For someone who has made his career working on big blockbuster films like “Transformers,” “Man of Steel” and “Fast & Furious,” cinematographer Amir Mokri prefers watching slightly less-explosive pics.
“I like to watch dramas,” he says. “It’s funny because I work on these big movies, but they’re not things that I go and watch. I like dramas that are about humor and interaction.”
Mokri’s latest project, “Pixels,” stars Adam Sandler, Kevin James and Josh Gad and provides a fair dose of funny. A live-action crossover with CGI videogame characters, it relies on visual effects, which are in Mokri’s wheelhouse. But filming without all the elements that ultimately appear on screen comes with its own challenges.
“You have to use your imagination to fill in the blanks,” says Mokri, Variety’s Creative Impact in Cinematography honoree who will participate in a Master Class panel at the Newport Beach Film Festival on April 25. In “Pixels,” for example, when the audience sees a giant Pac-Man chomping on the scenery, on set Mokri has to pretend it’s there.
He has also noticed that movies that rely on visual effects don’t always have an exact plan, so he has to be flexible. “In an ideal world, it would be great to know what everything is going to look like, but that doesn’t always happen.”
Growing up in Iran, Mokri didn’t romanticize film or the industry.

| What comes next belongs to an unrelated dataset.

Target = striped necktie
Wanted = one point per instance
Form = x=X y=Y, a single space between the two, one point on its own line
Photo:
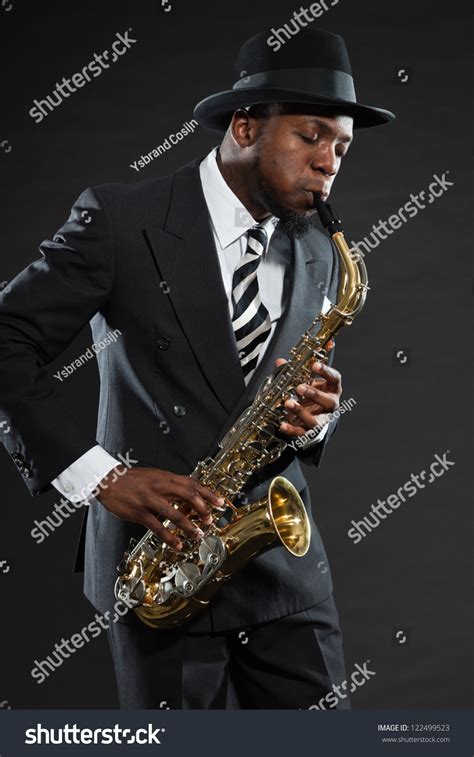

He wanted to be a biologist or an architect, but neither of those paths panned out. He got interested in film in college in the U.S., but since the technology was too expensive for him to make his own movies, he filmed for other students.
Since he started working on feature films in the mid-’80s, Mokri has seen the technology explode. And while he doesn’t seem to have a hard time keeping up with change, he thinks the industry tends to overuse new gadgets and toys. Mokri’s weapons of choice are an Arri Alexa or a Sony F65, but he’s comfortable adapting to other cameras depending on the look.
Now Mokri is in the mood for something different — an indie or a character-based drama. Before “Pixels,” Mokri worked on Ethan Hawke starrer “Good Kill.” The crew shot the film in 23 days with only the actors and the set and very few effects. He says it was “a whole different world” and it helped balance out some of the larger films he’s used to working on. Nonetheless, the movie, which involves drones, called for Mokri to use his imagination. “It’s hard to find a movie that has no effects whatsoever,” Mokri says, “just different levels.”